The Road (1982)
9/10
filling the void
20 March 2007
Warning: Spoilers
In this superb and rather restrained film, the soft, earthy and underexposed visual style juxtaposes the harsh sonic shrieks of a child playing violin, train whistles and screeching breaks, howling wolves in the wind, and a woman screaming for her life in an arctic wasteland. Similarly, the simplicity and passivity of the prisoners is contrasted with the mechanistic social and structural violence surrounding them.

There's a strange innocence to the way in which most of the main characters in this film use their fleeting moments of freedom to further imprison themselves in pain, obligation and debt. Of the five stoic, yet gentle prisoners given a week's parole to travel to their respective homes, all of them are transported into different contexts of confinement -- whether emotional, psychological or physical -- full of restrictions and seemingly foregone conclusions.

Restrictions on the freedom of movement, sexual urges, existential choice, gender roles and other forms of social behavior creates a kind of emotional numbness in the main characters' (and their wives')already drained dispositions.
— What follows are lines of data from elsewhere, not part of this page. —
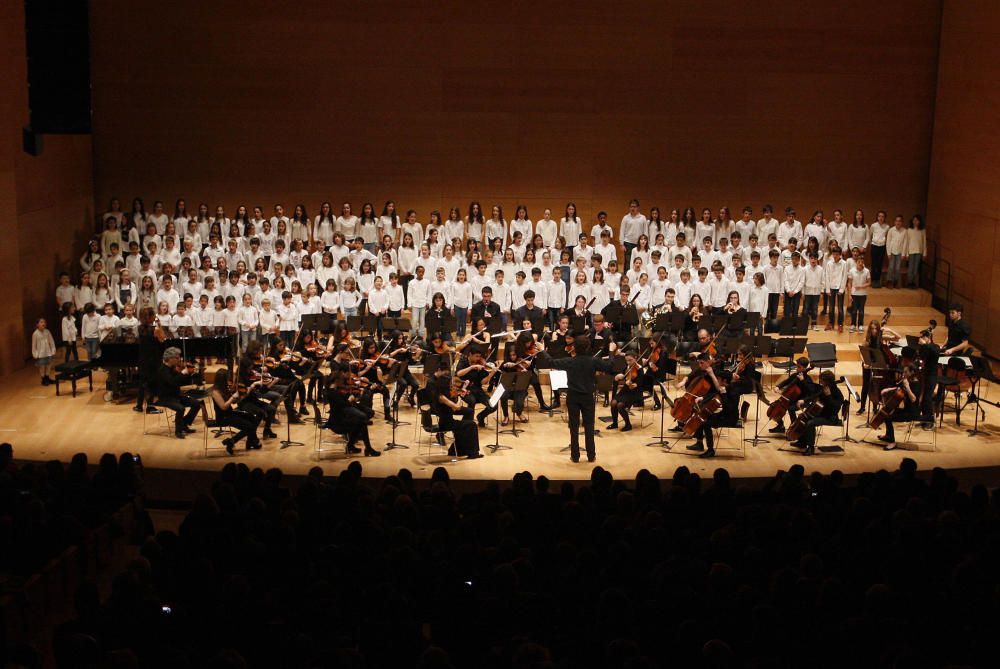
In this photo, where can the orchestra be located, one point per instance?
(339, 371)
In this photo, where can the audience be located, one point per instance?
(893, 570)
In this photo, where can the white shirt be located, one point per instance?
(814, 280)
(632, 227)
(416, 293)
(794, 278)
(288, 317)
(570, 231)
(555, 296)
(859, 278)
(835, 274)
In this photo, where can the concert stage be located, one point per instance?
(42, 426)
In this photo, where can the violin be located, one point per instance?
(890, 403)
(702, 413)
(694, 391)
(798, 426)
(790, 393)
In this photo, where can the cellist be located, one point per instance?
(799, 377)
(728, 416)
(908, 410)
(832, 400)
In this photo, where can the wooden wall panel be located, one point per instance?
(721, 102)
(46, 205)
(964, 190)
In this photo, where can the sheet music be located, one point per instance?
(497, 394)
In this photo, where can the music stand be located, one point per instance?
(389, 324)
(317, 323)
(354, 323)
(515, 382)
(797, 326)
(396, 372)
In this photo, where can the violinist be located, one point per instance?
(171, 376)
(728, 416)
(832, 401)
(805, 386)
(877, 338)
(402, 352)
(373, 365)
(346, 416)
(909, 408)
(514, 363)
(464, 429)
(287, 368)
(579, 310)
(630, 385)
(225, 400)
(695, 312)
(474, 370)
(260, 400)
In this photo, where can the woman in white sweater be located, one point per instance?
(916, 247)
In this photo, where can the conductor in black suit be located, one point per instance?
(581, 370)
(488, 310)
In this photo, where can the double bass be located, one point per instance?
(790, 394)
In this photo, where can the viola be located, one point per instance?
(791, 393)
(798, 426)
(701, 414)
(889, 405)
(693, 392)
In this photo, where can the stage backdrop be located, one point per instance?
(964, 196)
(813, 104)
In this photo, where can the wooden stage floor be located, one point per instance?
(42, 426)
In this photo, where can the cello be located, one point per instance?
(791, 393)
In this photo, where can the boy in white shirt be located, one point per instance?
(555, 299)
(793, 281)
(835, 281)
(107, 324)
(417, 297)
(288, 319)
(812, 289)
(397, 299)
(684, 289)
(718, 287)
(773, 279)
(249, 319)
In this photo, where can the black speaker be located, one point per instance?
(31, 141)
(58, 41)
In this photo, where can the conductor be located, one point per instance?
(580, 370)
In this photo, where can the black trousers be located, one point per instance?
(185, 410)
(809, 435)
(581, 407)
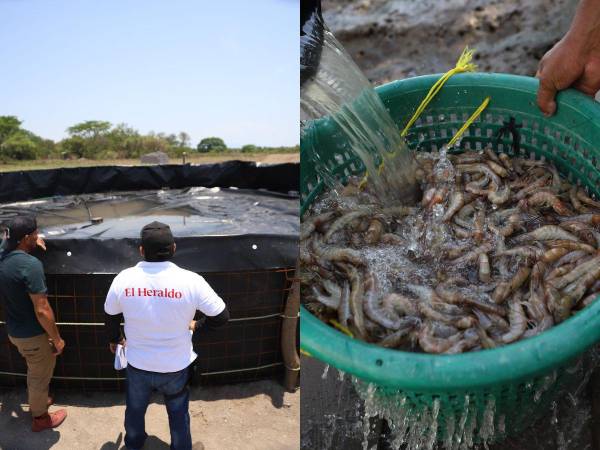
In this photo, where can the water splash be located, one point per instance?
(341, 98)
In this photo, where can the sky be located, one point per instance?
(210, 68)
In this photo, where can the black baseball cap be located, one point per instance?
(18, 227)
(157, 241)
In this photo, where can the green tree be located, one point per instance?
(8, 125)
(89, 129)
(249, 148)
(184, 139)
(75, 146)
(211, 144)
(18, 146)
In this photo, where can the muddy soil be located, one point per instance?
(397, 39)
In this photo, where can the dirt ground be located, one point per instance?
(265, 158)
(396, 39)
(249, 416)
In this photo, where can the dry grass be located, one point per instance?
(269, 158)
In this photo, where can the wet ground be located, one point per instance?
(197, 211)
(249, 416)
(331, 418)
(396, 39)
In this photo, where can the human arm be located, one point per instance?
(211, 322)
(574, 61)
(112, 328)
(211, 305)
(45, 317)
(112, 317)
(35, 283)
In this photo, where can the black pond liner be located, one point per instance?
(235, 223)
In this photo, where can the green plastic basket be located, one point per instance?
(523, 377)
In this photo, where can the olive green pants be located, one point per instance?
(40, 367)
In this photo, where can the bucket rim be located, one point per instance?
(429, 373)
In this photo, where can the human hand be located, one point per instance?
(58, 345)
(113, 346)
(573, 62)
(40, 243)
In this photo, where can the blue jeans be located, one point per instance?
(140, 384)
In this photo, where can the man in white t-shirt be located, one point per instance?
(158, 301)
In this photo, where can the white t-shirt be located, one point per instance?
(158, 301)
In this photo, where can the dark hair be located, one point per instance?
(17, 228)
(158, 255)
(157, 242)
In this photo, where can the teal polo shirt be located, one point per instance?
(20, 275)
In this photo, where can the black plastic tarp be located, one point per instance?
(15, 186)
(215, 228)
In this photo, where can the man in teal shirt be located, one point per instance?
(30, 322)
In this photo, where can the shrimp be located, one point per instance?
(525, 251)
(337, 254)
(584, 231)
(333, 299)
(587, 301)
(479, 167)
(575, 274)
(546, 233)
(490, 320)
(484, 268)
(457, 201)
(391, 238)
(505, 288)
(554, 254)
(491, 154)
(344, 221)
(473, 254)
(478, 226)
(532, 187)
(428, 312)
(545, 199)
(581, 195)
(374, 232)
(575, 200)
(513, 223)
(309, 226)
(506, 161)
(431, 344)
(590, 219)
(486, 340)
(373, 308)
(467, 343)
(560, 271)
(400, 303)
(395, 339)
(570, 245)
(571, 257)
(517, 320)
(459, 296)
(344, 305)
(356, 299)
(500, 196)
(497, 168)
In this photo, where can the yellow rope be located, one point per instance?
(468, 123)
(341, 327)
(463, 64)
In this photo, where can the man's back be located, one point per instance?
(20, 275)
(158, 300)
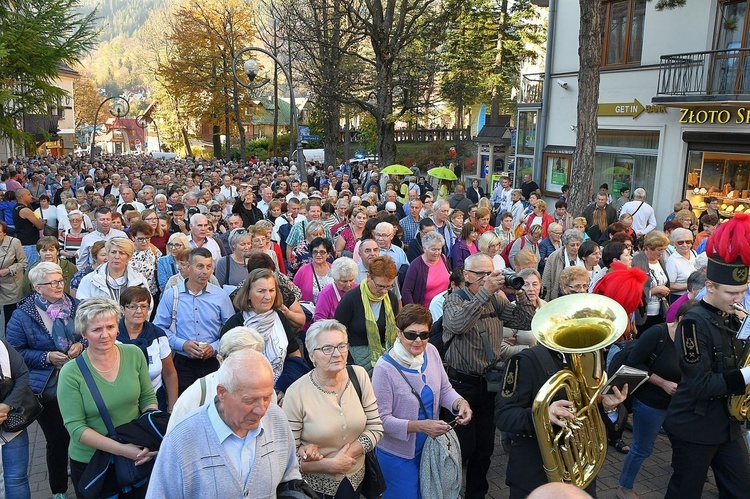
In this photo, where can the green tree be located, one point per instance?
(87, 100)
(38, 36)
(396, 64)
(322, 37)
(192, 59)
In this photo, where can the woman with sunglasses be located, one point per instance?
(145, 255)
(231, 270)
(42, 330)
(369, 313)
(135, 329)
(411, 386)
(681, 263)
(332, 456)
(161, 236)
(166, 266)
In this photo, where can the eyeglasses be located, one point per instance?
(54, 284)
(413, 335)
(134, 307)
(481, 275)
(382, 287)
(329, 349)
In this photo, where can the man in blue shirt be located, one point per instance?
(238, 445)
(383, 235)
(193, 318)
(410, 223)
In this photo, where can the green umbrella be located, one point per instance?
(397, 170)
(442, 172)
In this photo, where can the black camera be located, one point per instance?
(512, 279)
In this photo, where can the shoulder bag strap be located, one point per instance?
(226, 269)
(390, 360)
(203, 390)
(636, 210)
(545, 360)
(86, 372)
(660, 345)
(175, 301)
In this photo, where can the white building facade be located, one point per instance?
(674, 103)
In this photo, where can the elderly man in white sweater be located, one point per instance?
(239, 445)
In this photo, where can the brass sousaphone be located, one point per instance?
(579, 326)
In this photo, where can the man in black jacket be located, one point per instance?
(700, 428)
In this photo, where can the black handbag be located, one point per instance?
(49, 393)
(129, 476)
(19, 418)
(373, 484)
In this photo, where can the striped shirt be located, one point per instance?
(411, 229)
(70, 242)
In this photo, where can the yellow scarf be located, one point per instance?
(371, 323)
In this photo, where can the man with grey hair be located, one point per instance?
(127, 196)
(114, 187)
(199, 236)
(383, 235)
(148, 197)
(196, 395)
(644, 220)
(441, 211)
(473, 322)
(160, 204)
(266, 196)
(237, 445)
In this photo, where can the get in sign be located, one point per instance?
(632, 109)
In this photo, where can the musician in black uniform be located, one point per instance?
(698, 422)
(524, 377)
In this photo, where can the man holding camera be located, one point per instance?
(473, 332)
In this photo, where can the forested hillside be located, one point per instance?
(114, 65)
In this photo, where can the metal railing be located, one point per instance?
(715, 73)
(532, 86)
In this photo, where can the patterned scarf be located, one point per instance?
(63, 331)
(276, 342)
(146, 337)
(371, 323)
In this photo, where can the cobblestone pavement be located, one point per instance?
(651, 483)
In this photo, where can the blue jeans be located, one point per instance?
(16, 467)
(646, 424)
(32, 255)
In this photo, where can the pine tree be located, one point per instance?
(37, 36)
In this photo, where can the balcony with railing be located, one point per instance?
(714, 76)
(532, 86)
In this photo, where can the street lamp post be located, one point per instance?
(143, 122)
(120, 108)
(250, 72)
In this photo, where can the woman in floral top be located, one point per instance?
(146, 254)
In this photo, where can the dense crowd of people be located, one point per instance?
(296, 328)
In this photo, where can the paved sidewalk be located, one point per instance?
(652, 479)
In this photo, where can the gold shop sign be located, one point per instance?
(631, 109)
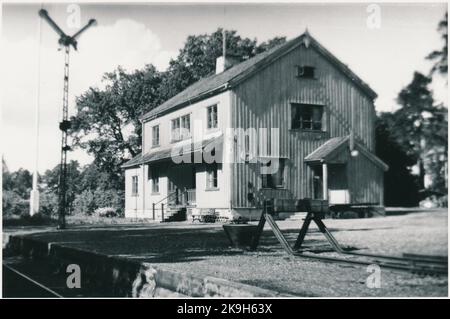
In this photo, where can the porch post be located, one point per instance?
(325, 181)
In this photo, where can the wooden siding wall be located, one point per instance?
(263, 101)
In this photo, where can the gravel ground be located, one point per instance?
(204, 250)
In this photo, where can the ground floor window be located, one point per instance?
(211, 177)
(274, 179)
(134, 185)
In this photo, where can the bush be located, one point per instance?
(84, 203)
(88, 202)
(48, 204)
(14, 205)
(106, 212)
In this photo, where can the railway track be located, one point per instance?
(415, 263)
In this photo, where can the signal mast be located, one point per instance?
(64, 41)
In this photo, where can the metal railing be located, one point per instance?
(183, 198)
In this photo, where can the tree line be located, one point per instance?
(106, 125)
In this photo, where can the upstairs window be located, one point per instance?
(212, 116)
(155, 135)
(155, 182)
(306, 117)
(134, 185)
(305, 71)
(181, 128)
(211, 177)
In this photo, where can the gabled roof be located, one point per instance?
(321, 153)
(166, 153)
(217, 83)
(335, 145)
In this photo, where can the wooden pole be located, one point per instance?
(325, 181)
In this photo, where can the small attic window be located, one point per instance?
(305, 71)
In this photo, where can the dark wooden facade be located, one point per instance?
(264, 101)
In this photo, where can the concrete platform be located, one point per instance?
(112, 276)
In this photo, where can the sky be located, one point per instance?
(384, 52)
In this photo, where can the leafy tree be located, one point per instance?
(197, 59)
(411, 128)
(50, 183)
(401, 187)
(440, 56)
(107, 121)
(19, 182)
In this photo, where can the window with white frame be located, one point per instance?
(274, 179)
(155, 135)
(155, 181)
(211, 177)
(134, 185)
(212, 116)
(181, 128)
(306, 117)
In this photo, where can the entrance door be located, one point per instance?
(338, 184)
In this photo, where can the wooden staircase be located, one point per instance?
(175, 214)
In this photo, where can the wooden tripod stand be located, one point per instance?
(315, 209)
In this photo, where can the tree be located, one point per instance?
(401, 187)
(411, 127)
(50, 183)
(107, 121)
(440, 56)
(197, 59)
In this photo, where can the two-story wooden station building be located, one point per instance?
(321, 120)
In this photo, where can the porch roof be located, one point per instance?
(334, 145)
(166, 153)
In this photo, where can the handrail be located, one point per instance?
(167, 197)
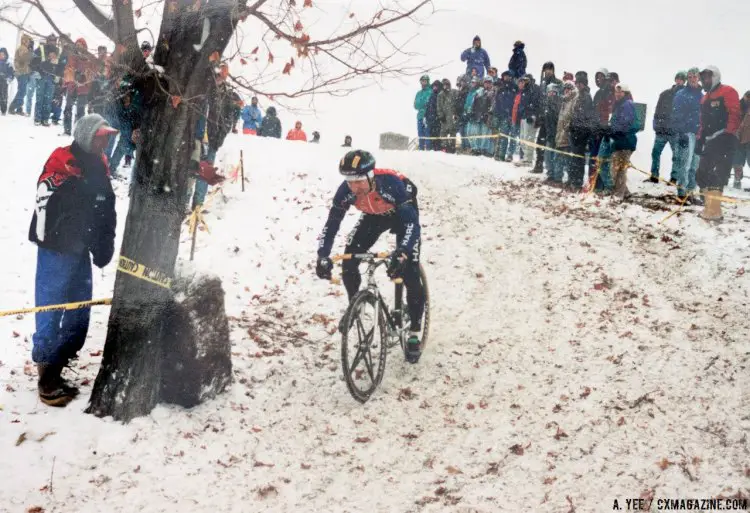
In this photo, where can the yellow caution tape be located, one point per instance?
(64, 306)
(142, 272)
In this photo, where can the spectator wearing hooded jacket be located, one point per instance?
(717, 139)
(251, 118)
(271, 125)
(548, 78)
(6, 75)
(663, 127)
(77, 78)
(622, 134)
(742, 155)
(685, 122)
(525, 112)
(45, 63)
(420, 105)
(476, 58)
(432, 117)
(582, 126)
(503, 112)
(446, 102)
(296, 133)
(604, 99)
(602, 169)
(22, 62)
(562, 163)
(73, 221)
(550, 120)
(517, 63)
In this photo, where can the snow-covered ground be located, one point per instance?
(580, 352)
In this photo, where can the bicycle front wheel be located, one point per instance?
(363, 345)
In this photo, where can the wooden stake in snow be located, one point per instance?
(242, 171)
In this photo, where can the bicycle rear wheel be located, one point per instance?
(365, 338)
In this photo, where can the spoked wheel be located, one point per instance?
(363, 345)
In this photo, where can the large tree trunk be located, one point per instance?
(129, 380)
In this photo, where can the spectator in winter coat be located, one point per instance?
(77, 78)
(564, 163)
(517, 63)
(446, 116)
(526, 110)
(74, 218)
(582, 126)
(664, 130)
(602, 168)
(550, 119)
(22, 62)
(717, 139)
(45, 63)
(685, 121)
(431, 117)
(476, 58)
(503, 112)
(218, 117)
(604, 100)
(479, 120)
(622, 134)
(296, 134)
(6, 75)
(271, 125)
(251, 118)
(742, 155)
(548, 78)
(463, 88)
(420, 105)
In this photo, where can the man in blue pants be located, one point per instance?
(73, 222)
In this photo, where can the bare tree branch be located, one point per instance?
(97, 18)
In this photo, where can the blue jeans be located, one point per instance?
(605, 152)
(201, 187)
(61, 278)
(45, 88)
(515, 133)
(686, 164)
(503, 127)
(423, 131)
(30, 90)
(660, 143)
(17, 103)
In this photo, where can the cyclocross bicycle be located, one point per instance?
(371, 327)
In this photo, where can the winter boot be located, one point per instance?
(413, 349)
(53, 390)
(712, 207)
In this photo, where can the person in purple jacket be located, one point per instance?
(476, 58)
(686, 119)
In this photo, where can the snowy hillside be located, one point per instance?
(580, 352)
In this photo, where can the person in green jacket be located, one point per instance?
(420, 104)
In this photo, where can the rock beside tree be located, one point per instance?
(196, 355)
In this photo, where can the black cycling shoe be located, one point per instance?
(413, 349)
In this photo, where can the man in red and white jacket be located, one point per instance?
(73, 223)
(716, 140)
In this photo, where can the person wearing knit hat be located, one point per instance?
(686, 112)
(665, 133)
(517, 63)
(476, 58)
(73, 222)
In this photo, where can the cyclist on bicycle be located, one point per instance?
(388, 202)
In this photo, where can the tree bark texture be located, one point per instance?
(129, 380)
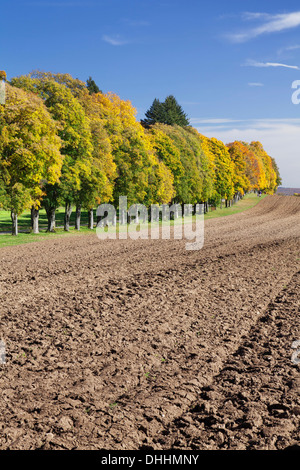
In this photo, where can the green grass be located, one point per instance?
(6, 239)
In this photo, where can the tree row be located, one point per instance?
(65, 143)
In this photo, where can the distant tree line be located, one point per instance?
(65, 143)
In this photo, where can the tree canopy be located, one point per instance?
(169, 112)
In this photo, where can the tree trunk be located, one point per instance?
(35, 220)
(91, 219)
(51, 219)
(77, 217)
(14, 219)
(68, 212)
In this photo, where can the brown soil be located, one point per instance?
(142, 344)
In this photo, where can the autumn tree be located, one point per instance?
(75, 133)
(92, 86)
(224, 172)
(29, 151)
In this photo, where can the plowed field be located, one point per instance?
(142, 344)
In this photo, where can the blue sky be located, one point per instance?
(230, 64)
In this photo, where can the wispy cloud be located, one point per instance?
(115, 40)
(271, 24)
(135, 23)
(255, 84)
(254, 63)
(282, 50)
(63, 4)
(280, 138)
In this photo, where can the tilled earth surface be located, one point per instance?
(144, 345)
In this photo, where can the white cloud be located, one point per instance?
(272, 24)
(115, 40)
(254, 63)
(255, 84)
(288, 49)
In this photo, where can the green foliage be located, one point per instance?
(29, 149)
(63, 142)
(92, 87)
(169, 112)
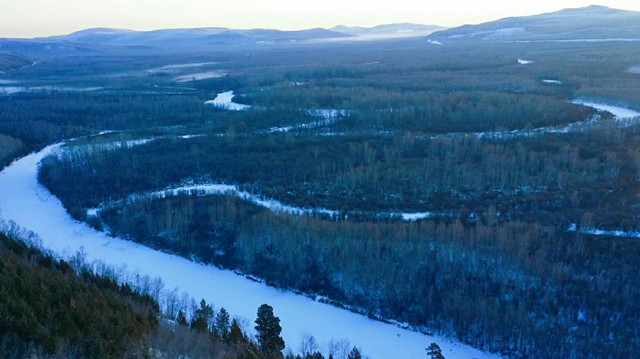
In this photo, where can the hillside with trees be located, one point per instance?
(455, 188)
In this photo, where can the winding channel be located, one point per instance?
(24, 201)
(28, 204)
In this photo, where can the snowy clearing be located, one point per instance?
(618, 112)
(24, 201)
(8, 90)
(330, 117)
(225, 100)
(200, 76)
(184, 66)
(604, 232)
(268, 203)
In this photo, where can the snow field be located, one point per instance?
(24, 201)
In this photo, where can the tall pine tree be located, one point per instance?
(268, 333)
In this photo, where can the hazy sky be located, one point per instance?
(30, 18)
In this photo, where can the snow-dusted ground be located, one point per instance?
(271, 204)
(618, 112)
(330, 116)
(31, 206)
(225, 100)
(604, 232)
(200, 76)
(9, 90)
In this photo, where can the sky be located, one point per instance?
(33, 18)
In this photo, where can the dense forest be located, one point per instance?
(515, 179)
(63, 309)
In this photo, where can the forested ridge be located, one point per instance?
(63, 309)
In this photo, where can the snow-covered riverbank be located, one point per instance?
(225, 100)
(618, 112)
(31, 206)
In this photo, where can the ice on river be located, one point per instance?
(31, 206)
(225, 100)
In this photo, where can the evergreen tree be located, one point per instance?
(221, 324)
(268, 331)
(202, 317)
(355, 354)
(434, 351)
(181, 319)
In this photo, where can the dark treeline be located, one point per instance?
(521, 288)
(586, 177)
(436, 112)
(48, 309)
(57, 309)
(502, 274)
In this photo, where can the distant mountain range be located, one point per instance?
(388, 31)
(107, 39)
(582, 24)
(588, 23)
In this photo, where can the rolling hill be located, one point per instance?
(593, 23)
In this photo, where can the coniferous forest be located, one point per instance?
(453, 188)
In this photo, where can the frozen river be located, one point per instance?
(31, 206)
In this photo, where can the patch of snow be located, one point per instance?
(221, 188)
(25, 202)
(186, 137)
(92, 212)
(8, 90)
(184, 66)
(330, 116)
(604, 232)
(412, 217)
(200, 76)
(618, 112)
(225, 100)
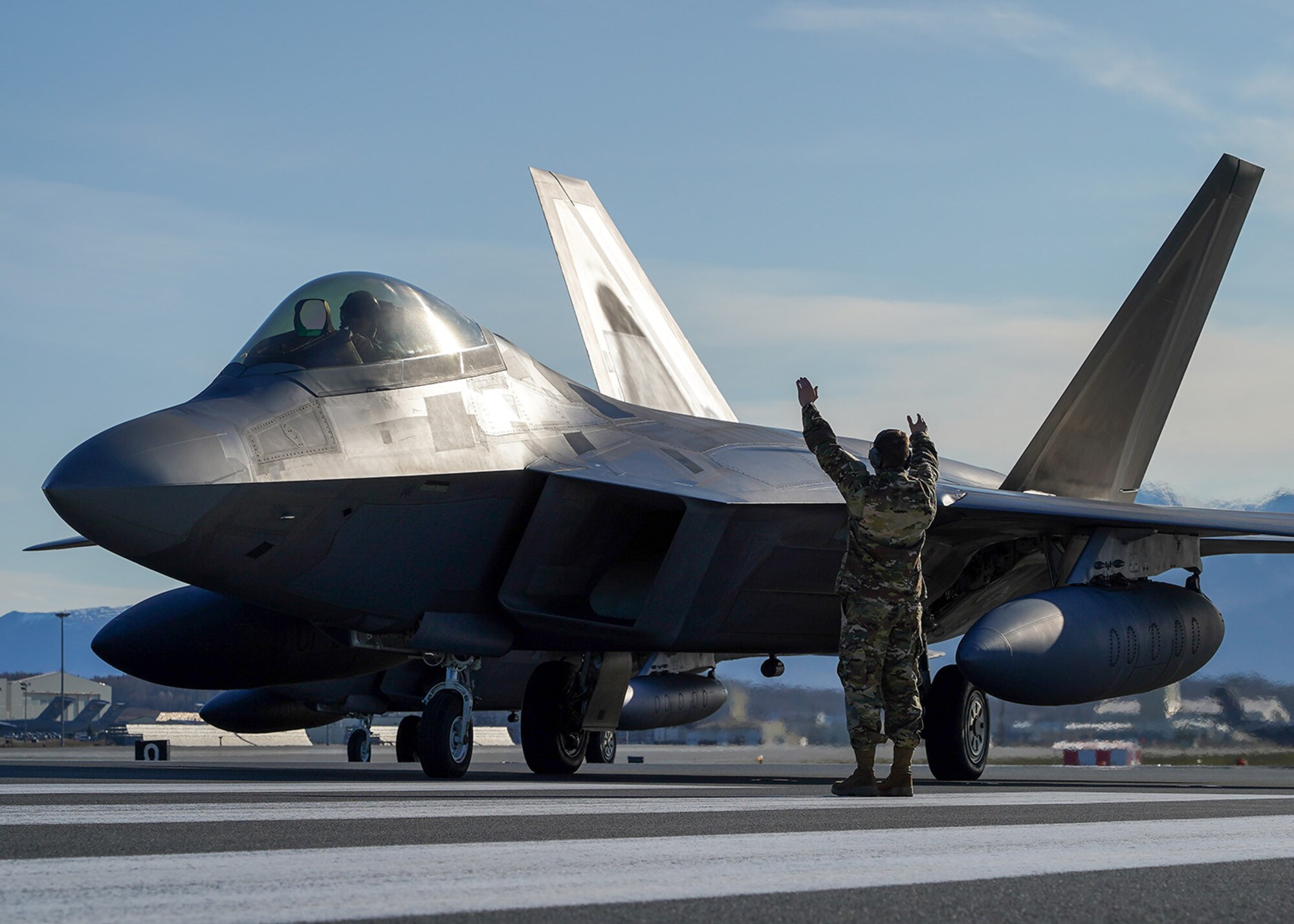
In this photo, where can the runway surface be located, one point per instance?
(305, 838)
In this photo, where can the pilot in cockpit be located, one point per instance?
(360, 315)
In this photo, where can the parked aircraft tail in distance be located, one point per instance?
(1098, 441)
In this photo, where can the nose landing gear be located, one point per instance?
(359, 745)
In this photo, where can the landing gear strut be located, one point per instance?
(407, 740)
(553, 740)
(957, 727)
(446, 729)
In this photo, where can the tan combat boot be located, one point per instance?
(900, 782)
(862, 782)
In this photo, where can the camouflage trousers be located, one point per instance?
(879, 645)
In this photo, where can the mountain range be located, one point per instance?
(1255, 593)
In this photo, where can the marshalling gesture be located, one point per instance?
(882, 589)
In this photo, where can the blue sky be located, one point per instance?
(926, 208)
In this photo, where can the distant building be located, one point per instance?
(43, 689)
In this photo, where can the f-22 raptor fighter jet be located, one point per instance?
(380, 505)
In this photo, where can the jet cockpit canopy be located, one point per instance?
(359, 319)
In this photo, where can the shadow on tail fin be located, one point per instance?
(636, 349)
(1098, 441)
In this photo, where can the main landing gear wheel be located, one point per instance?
(407, 740)
(444, 737)
(957, 727)
(359, 747)
(602, 747)
(552, 738)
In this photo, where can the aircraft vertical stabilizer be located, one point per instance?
(637, 351)
(1098, 441)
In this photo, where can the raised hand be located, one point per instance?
(808, 394)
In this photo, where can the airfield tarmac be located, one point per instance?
(300, 835)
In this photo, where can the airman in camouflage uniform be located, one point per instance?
(882, 588)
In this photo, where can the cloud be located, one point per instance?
(42, 592)
(984, 375)
(1099, 60)
(1252, 116)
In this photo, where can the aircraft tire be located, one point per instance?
(407, 740)
(444, 746)
(548, 743)
(602, 747)
(359, 747)
(957, 727)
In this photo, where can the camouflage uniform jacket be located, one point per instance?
(888, 514)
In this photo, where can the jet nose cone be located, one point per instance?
(126, 487)
(164, 448)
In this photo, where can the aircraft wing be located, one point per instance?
(58, 545)
(1045, 513)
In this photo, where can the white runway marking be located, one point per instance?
(375, 809)
(417, 785)
(316, 886)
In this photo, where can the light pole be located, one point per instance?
(63, 675)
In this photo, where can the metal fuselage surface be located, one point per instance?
(356, 500)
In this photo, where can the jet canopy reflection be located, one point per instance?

In light of their inability to negotiate their surroundings, it seems as though many of them willingly succumb to what they might perceive as a pre-determined fate.

Looking at just one of the five stories: after arriving home, one of the men is encouraged to kill his adulterous wife in order to save the family reputation while she's held in isolation as a prisoner in a remote mountain village. The roles have now been reversed and the situation grows in complexity to the point where the man's indecisiveness contributes to his wife's death in a vast, frozen landscape. In the film's greatest sequence, the man takes his wife and son back across the arctic emptiness where the carcass of his abandoned horse -- one of the many symbols of freedom and strength in the film-- lies picked apart by birds, wolves and the wind in the very place where his wife will die, providing the perfect image of a man, a woman, a child and a country exposed, ravaged and forsaken in an emotional wasteland.